Giamatti plays Mike Flaherty, a lawyer with a struggling practice who is also coach for the dismal high school wrestling team (Giamatti to the core, right?). When a client in the early stages of dementia is declared unfit to make his own decisions, Mike becomes his legal guardian in return for a monthly cheque and promptly puts him in an elderly care home. Along comes Kyle (newcomer Alex Shaffer), the old man’s grandson, to live with him and all of sudden Mike finds himself stuck with an unexpected problem which, surprise surprise, has unintended benefits. The boy turns out to be a champion wrestler and provides the shot in the arm the team needs to succeed. Along the way Mike must deal with a growing conscience about the situation with Kyle’s grandfather, which is made all the more difficult by the sudden arrival of Kyle’s mum, fresh out of rehab.

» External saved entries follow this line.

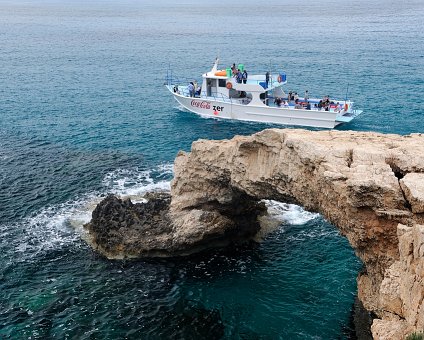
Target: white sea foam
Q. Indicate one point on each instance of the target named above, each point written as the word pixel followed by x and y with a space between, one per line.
pixel 289 213
pixel 60 225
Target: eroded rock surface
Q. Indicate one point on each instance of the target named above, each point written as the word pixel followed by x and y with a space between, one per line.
pixel 120 229
pixel 368 185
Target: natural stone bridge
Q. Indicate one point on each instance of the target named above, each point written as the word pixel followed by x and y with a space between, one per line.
pixel 369 185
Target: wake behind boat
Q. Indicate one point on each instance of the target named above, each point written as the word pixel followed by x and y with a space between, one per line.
pixel 232 94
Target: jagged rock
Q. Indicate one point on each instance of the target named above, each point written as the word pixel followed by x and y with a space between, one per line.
pixel 120 229
pixel 365 183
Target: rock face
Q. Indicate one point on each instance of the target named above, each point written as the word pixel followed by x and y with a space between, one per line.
pixel 368 185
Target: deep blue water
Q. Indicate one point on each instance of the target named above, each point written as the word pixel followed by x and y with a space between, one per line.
pixel 83 112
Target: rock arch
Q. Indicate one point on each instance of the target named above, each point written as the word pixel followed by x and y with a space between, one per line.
pixel 369 185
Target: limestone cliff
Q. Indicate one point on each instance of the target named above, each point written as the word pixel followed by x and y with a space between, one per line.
pixel 368 185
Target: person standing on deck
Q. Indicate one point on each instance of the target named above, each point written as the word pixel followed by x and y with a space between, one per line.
pixel 244 77
pixel 190 88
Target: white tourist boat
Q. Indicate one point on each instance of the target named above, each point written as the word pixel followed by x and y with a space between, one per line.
pixel 221 95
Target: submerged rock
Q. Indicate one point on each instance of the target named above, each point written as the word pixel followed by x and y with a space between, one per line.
pixel 368 185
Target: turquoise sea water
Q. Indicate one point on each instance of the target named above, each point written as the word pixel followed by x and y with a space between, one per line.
pixel 83 112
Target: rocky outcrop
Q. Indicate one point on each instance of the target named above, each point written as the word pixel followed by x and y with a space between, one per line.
pixel 121 229
pixel 368 185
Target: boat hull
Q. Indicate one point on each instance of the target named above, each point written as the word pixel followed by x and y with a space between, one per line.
pixel 206 107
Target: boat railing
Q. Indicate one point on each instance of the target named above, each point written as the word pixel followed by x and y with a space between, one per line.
pixel 220 97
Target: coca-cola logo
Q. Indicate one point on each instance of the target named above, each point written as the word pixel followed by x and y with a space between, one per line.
pixel 201 104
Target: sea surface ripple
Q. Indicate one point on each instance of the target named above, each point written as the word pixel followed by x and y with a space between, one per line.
pixel 83 113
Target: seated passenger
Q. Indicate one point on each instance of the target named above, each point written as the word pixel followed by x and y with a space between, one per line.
pixel 297 104
pixel 277 101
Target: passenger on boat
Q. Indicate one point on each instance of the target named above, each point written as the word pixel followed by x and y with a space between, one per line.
pixel 337 108
pixel 244 77
pixel 198 92
pixel 298 105
pixel 233 70
pixel 190 88
pixel 278 101
pixel 195 86
pixel 239 76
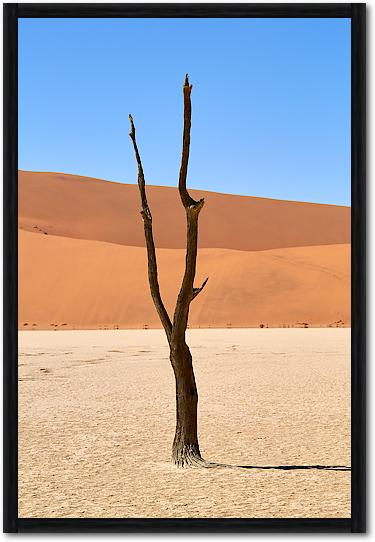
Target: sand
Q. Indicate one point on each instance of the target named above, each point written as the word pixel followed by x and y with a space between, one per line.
pixel 70 283
pixel 83 263
pixel 96 421
pixel 85 208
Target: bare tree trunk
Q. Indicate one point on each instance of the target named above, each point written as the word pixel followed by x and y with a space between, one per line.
pixel 185 450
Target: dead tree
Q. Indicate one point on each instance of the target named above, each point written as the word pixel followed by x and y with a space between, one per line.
pixel 185 449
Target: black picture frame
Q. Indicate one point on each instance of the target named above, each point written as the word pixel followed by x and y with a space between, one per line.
pixel 357 14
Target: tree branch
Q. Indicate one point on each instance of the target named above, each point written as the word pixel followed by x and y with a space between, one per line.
pixel 186 199
pixel 193 208
pixel 197 291
pixel 151 255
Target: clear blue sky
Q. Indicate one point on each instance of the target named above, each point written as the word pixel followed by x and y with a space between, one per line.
pixel 271 102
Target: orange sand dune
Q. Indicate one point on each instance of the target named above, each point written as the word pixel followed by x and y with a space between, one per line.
pixel 84 208
pixel 84 284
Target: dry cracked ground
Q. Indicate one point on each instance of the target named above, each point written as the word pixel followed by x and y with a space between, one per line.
pixel 96 423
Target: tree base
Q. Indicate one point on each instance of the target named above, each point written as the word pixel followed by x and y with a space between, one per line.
pixel 186 456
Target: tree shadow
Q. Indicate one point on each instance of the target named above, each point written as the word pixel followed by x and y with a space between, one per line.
pixel 296 467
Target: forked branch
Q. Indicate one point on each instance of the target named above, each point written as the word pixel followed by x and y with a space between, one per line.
pixel 187 292
pixel 151 255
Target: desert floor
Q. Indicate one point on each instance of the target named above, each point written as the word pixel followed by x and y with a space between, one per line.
pixel 96 423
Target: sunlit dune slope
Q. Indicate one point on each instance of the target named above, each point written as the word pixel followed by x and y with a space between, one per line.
pixel 84 284
pixel 84 208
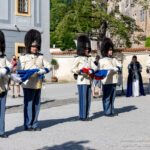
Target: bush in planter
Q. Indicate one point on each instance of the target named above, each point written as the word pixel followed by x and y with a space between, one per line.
pixel 147 43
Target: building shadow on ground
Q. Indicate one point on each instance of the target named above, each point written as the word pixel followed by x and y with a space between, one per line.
pixel 44 124
pixel 117 110
pixel 72 145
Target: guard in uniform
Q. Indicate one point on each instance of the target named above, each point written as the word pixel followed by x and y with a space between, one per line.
pixel 5 68
pixel 109 82
pixel 32 87
pixel 83 60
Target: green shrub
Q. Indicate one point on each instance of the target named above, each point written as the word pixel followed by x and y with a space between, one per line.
pixel 147 43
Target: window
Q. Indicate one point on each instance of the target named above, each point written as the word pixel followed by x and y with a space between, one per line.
pixel 19 49
pixel 23 7
pixel 142 15
pixel 127 3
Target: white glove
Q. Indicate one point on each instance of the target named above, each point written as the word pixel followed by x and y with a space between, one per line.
pixel 41 71
pixel 3 72
pixel 15 78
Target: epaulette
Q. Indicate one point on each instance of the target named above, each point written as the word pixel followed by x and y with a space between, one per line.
pixel 40 54
pixel 4 55
pixel 76 56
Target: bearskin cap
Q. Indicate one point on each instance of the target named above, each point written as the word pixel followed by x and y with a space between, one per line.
pixel 83 43
pixel 32 38
pixel 2 42
pixel 106 46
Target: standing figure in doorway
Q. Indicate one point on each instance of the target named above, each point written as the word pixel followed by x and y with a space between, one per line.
pixel 135 83
pixel 109 82
pixel 85 61
pixel 5 68
pixel 33 60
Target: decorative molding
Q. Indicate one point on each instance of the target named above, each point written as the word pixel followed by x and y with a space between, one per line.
pixel 23 14
pixel 16 48
pixel 37 13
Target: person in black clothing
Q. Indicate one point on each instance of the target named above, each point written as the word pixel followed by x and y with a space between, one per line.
pixel 134 83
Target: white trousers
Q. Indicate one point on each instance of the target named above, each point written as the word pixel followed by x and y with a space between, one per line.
pixel 135 87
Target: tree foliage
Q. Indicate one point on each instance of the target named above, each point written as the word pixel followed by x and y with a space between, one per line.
pixel 147 43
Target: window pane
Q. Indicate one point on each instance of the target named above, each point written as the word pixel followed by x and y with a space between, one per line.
pixel 26 6
pixel 21 50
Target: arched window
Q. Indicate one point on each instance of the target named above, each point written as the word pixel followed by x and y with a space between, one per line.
pixel 23 7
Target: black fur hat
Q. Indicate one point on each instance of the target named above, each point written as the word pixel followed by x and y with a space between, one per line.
pixel 32 38
pixel 83 43
pixel 2 42
pixel 106 46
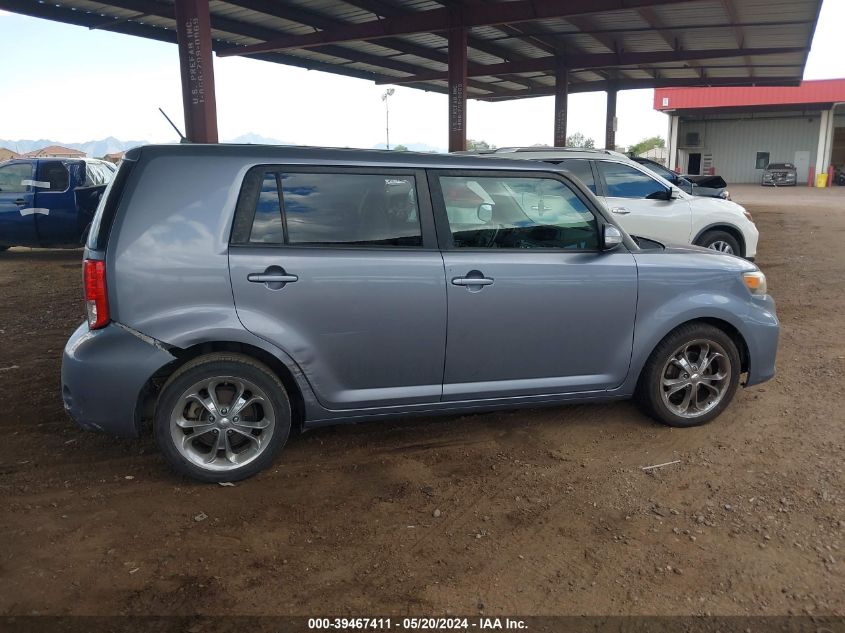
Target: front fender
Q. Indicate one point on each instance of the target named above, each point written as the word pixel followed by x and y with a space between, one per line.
pixel 672 292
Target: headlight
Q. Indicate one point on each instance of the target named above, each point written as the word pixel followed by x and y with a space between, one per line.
pixel 755 281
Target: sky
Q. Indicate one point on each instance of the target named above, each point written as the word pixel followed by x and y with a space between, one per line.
pixel 77 85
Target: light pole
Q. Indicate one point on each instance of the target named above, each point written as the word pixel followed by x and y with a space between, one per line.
pixel 384 97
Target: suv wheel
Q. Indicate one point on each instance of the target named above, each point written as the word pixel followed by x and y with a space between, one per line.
pixel 222 417
pixel 721 241
pixel 691 376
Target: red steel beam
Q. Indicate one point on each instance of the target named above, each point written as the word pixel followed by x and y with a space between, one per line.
pixel 457 90
pixel 561 97
pixel 193 30
pixel 610 118
pixel 636 84
pixel 601 60
pixel 472 14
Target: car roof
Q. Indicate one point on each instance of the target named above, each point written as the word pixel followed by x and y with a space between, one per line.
pixel 327 156
pixel 555 153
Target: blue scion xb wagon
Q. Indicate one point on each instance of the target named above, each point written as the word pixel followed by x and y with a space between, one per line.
pixel 237 292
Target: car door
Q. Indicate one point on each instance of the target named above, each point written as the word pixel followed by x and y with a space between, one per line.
pixel 56 223
pixel 17 222
pixel 340 269
pixel 534 306
pixel 639 203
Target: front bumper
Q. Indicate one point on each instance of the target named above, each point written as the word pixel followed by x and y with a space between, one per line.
pixel 103 373
pixel 761 335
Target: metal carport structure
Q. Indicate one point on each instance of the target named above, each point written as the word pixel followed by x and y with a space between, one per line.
pixel 469 49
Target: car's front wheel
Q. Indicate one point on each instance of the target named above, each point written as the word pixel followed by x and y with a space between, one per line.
pixel 691 376
pixel 222 417
pixel 721 241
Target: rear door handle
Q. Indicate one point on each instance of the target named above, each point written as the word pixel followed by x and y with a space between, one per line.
pixel 472 281
pixel 268 278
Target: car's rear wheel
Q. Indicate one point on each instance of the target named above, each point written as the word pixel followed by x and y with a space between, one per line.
pixel 721 241
pixel 222 417
pixel 691 376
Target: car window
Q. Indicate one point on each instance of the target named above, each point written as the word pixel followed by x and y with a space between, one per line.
pixel 56 174
pixel 523 213
pixel 267 226
pixel 661 171
pixel 12 177
pixel 581 169
pixel 624 181
pixel 333 209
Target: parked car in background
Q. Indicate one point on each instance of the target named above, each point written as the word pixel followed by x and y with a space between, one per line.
pixel 649 206
pixel 236 292
pixel 707 186
pixel 49 202
pixel 780 175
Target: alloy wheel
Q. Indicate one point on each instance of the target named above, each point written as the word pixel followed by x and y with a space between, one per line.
pixel 722 247
pixel 222 423
pixel 695 378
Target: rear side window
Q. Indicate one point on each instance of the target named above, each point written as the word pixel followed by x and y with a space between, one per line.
pixel 330 209
pixel 57 175
pixel 12 177
pixel 623 181
pixel 267 226
pixel 581 170
pixel 104 216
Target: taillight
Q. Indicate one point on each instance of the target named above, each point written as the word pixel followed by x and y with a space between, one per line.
pixel 96 298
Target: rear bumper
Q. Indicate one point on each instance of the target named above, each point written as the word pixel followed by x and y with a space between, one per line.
pixel 761 336
pixel 103 373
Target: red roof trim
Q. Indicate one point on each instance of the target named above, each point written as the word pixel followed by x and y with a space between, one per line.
pixel 809 92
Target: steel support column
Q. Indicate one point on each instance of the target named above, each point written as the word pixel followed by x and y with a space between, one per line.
pixel 193 29
pixel 561 96
pixel 610 124
pixel 457 89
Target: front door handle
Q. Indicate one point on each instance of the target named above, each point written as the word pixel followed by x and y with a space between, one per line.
pixel 472 281
pixel 273 277
pixel 265 278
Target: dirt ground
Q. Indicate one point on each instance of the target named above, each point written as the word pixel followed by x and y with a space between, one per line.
pixel 543 511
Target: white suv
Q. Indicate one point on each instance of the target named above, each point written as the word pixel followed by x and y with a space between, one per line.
pixel 648 206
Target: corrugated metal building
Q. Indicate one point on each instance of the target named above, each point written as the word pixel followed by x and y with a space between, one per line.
pixel 736 132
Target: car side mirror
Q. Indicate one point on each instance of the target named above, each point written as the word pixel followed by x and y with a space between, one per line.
pixel 611 237
pixel 661 194
pixel 485 212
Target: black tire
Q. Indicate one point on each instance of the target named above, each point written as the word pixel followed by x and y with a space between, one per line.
pixel 720 237
pixel 223 366
pixel 650 386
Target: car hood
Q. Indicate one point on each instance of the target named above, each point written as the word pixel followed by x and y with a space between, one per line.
pixel 715 205
pixel 730 261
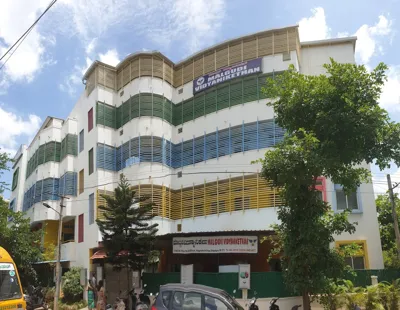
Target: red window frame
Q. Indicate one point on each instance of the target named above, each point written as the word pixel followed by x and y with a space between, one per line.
pixel 90 120
pixel 80 228
pixel 322 187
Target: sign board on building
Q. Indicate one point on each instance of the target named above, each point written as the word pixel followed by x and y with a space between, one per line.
pixel 131 161
pixel 227 73
pixel 244 277
pixel 215 245
pixel 186 274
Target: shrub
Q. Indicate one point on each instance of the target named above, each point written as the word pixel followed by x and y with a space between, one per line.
pixel 72 288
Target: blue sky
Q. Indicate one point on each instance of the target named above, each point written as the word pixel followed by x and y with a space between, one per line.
pixel 43 77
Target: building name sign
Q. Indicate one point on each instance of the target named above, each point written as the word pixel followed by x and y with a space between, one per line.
pixel 215 245
pixel 227 73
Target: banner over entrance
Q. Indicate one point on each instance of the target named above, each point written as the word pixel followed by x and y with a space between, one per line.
pixel 215 245
pixel 227 73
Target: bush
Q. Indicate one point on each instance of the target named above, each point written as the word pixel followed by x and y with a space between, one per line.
pixel 72 288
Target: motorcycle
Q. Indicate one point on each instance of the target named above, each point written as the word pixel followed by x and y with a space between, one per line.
pixel 35 298
pixel 273 305
pixel 253 305
pixel 143 300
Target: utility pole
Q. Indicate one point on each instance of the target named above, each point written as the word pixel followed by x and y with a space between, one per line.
pixel 394 214
pixel 59 241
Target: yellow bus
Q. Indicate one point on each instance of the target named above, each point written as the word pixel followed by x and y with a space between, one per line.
pixel 11 295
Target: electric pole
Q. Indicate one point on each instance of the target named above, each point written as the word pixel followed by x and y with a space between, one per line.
pixel 394 214
pixel 59 242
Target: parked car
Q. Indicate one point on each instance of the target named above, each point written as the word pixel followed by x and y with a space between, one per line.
pixel 193 297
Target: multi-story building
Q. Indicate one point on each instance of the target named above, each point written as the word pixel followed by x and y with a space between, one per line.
pixel 184 134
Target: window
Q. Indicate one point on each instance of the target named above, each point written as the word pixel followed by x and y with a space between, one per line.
pixel 15 179
pixel 91 163
pixel 344 201
pixel 320 186
pixel 90 120
pixel 360 259
pixel 80 228
pixel 212 303
pixel 81 181
pixel 81 141
pixel 186 301
pixel 91 209
pixel 166 298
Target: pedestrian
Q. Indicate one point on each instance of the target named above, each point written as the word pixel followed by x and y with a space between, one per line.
pixel 91 296
pixel 94 280
pixel 94 283
pixel 101 296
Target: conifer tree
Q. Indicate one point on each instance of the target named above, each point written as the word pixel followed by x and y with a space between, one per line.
pixel 127 228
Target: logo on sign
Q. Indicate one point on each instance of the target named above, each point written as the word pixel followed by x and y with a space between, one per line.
pixel 200 80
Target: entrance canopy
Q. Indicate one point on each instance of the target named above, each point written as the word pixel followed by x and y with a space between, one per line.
pixel 101 254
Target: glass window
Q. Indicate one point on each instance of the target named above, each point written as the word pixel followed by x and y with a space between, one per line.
pixel 90 120
pixel 91 162
pixel 166 298
pixel 81 181
pixel 212 303
pixel 81 141
pixel 91 209
pixel 344 201
pixel 186 301
pixel 9 286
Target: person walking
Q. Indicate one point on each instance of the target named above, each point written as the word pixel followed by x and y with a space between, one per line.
pixel 91 296
pixel 94 284
pixel 101 296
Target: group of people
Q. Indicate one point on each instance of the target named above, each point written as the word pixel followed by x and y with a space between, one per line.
pixel 96 294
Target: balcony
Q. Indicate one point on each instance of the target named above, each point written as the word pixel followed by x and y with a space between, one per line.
pixel 68 251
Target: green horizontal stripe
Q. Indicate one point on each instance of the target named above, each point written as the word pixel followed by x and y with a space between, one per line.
pixel 220 97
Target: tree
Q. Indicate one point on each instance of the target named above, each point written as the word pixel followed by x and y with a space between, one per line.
pixel 72 288
pixel 388 238
pixel 334 124
pixel 128 235
pixel 20 242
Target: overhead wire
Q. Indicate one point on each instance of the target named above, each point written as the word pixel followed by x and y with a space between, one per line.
pixel 24 36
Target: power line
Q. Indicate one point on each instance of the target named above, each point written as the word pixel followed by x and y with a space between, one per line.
pixel 24 35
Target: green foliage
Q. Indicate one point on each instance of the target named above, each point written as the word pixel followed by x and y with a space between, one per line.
pixel 72 286
pixel 126 227
pixel 332 298
pixel 352 295
pixel 388 238
pixel 22 244
pixel 389 294
pixel 373 299
pixel 334 125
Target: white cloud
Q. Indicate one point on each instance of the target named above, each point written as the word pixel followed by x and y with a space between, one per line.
pixel 194 23
pixel 314 27
pixel 13 127
pixel 91 46
pixel 390 97
pixel 110 57
pixel 30 57
pixel 368 39
pixel 71 82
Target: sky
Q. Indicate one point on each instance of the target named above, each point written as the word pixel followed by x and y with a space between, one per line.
pixel 44 76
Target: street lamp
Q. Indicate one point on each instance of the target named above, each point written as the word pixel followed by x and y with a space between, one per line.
pixel 58 264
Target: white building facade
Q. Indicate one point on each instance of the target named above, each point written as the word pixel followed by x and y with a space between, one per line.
pixel 185 138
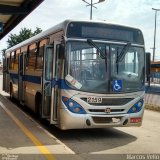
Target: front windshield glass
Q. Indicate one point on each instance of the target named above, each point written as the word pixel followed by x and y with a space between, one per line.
pixel 130 70
pixel 88 71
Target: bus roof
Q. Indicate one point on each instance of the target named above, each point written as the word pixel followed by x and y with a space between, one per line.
pixel 58 27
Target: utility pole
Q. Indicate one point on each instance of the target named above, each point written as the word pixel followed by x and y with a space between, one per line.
pixel 92 5
pixel 154 44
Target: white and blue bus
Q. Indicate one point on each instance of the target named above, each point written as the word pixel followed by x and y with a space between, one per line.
pixel 80 74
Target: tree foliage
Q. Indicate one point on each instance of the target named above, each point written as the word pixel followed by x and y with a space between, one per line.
pixel 23 35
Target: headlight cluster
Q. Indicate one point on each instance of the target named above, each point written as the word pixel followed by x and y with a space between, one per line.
pixel 136 107
pixel 73 106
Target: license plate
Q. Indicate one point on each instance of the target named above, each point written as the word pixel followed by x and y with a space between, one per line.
pixel 135 120
pixel 94 100
pixel 115 120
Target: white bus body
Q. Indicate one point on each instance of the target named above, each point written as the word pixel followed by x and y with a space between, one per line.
pixel 80 74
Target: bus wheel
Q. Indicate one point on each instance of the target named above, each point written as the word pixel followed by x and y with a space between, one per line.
pixel 38 105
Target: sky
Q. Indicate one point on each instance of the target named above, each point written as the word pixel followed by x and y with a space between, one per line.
pixel 134 13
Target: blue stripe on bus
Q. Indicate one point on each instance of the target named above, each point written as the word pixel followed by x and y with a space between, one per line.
pixel 29 78
pixel 35 79
pixel 61 84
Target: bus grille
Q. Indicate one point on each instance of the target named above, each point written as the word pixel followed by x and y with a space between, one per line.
pixel 106 119
pixel 104 111
pixel 110 102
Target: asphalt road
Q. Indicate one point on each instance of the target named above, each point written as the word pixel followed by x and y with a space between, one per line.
pixel 90 143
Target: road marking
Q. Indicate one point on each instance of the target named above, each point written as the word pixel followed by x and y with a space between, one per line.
pixel 29 134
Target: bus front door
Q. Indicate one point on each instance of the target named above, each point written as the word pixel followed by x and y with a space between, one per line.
pixel 48 72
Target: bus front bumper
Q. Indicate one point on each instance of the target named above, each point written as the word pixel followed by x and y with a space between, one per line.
pixel 79 121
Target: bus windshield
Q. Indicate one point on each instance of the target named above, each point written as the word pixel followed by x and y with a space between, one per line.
pixel 89 72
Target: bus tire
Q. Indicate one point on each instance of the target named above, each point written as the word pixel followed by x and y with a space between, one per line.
pixel 38 105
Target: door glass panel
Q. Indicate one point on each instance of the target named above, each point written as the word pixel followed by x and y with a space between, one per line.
pixel 47 98
pixel 48 64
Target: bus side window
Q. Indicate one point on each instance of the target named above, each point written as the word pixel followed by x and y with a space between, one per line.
pixel 15 66
pixel 40 50
pixel 32 57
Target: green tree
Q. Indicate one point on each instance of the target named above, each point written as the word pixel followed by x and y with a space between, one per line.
pixel 23 35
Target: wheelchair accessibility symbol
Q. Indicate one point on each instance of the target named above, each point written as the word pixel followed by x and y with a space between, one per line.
pixel 117 85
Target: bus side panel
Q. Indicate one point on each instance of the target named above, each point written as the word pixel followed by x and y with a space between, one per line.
pixel 6 80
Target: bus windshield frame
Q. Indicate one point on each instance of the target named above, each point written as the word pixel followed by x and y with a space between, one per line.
pixel 87 71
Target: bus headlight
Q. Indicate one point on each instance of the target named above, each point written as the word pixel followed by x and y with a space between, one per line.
pixel 136 107
pixel 73 106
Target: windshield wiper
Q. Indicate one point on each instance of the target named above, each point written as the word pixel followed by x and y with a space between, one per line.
pixel 123 52
pixel 91 43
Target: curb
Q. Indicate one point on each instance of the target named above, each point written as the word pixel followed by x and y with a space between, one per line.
pixel 152 107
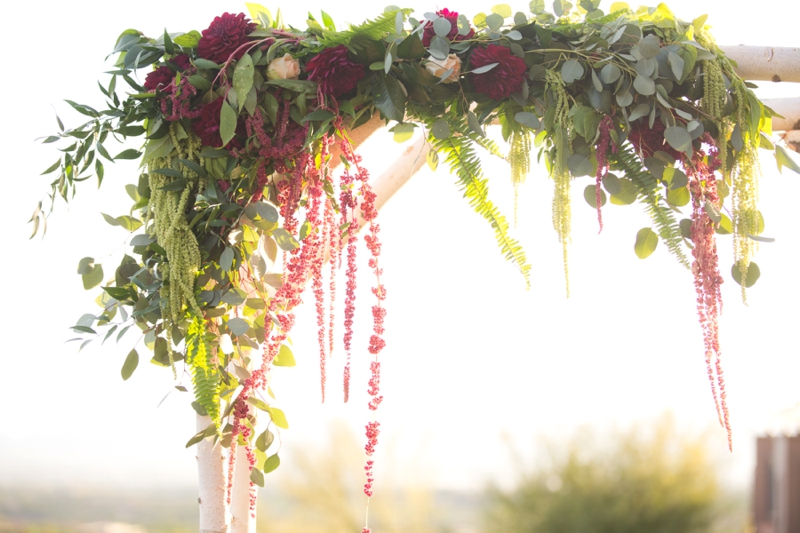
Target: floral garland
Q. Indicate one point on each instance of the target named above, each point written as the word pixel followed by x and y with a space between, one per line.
pixel 240 123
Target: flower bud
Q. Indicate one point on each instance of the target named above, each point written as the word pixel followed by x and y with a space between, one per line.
pixel 438 67
pixel 283 68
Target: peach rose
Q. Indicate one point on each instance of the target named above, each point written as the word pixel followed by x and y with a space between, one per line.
pixel 439 67
pixel 283 68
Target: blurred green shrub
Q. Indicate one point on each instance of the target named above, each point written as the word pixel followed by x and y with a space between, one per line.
pixel 643 480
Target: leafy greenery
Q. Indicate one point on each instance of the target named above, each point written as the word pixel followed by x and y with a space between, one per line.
pixel 649 193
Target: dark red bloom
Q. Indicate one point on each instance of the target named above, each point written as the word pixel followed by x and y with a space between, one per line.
pixel 651 140
pixel 452 18
pixel 206 126
pixel 502 80
pixel 160 78
pixel 334 72
pixel 224 36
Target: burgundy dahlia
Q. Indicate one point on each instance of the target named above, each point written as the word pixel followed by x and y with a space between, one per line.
pixel 452 18
pixel 334 72
pixel 206 126
pixel 224 36
pixel 502 80
pixel 161 78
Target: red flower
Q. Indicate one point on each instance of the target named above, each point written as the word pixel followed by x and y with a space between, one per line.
pixel 162 77
pixel 452 18
pixel 206 126
pixel 181 62
pixel 502 80
pixel 334 72
pixel 224 36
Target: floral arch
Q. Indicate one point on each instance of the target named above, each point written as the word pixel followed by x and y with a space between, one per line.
pixel 238 207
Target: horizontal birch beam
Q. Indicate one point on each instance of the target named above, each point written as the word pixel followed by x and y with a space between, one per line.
pixel 789 108
pixel 765 63
pixel 756 63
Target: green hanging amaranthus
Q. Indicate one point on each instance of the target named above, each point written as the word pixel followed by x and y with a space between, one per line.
pixel 238 120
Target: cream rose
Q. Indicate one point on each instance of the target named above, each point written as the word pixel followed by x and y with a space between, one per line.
pixel 438 67
pixel 283 68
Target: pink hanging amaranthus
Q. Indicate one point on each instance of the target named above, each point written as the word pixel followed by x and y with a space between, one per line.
pixel 707 278
pixel 604 144
pixel 352 184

In all honesty, this is a very well made film. The characters are genuine and carry a sense of a beleaguered reality that is sorely missed in many films, while the script provides the comedic relief necessary to still enjoy something pitched so close to real life. It manages to avoid coughing up the staged emotional twists that we’ve come to expect from many films and does so with finesse and poise that is fast becoming a trademark for director Tom McCarthy. While I loved McCarthy’s previous films, The Station Agent and The Visitor, I merely enjoyed Win Win. Even now I feel unfair giving it such a lack lustre appraisal but there was something almost formulaic in the story of the film that just didn’t quite gel with me.
In all fairness though, it is a film written and directed by a very talented man and grounded with excellent and believable performances. But would I see it again? Not a chance.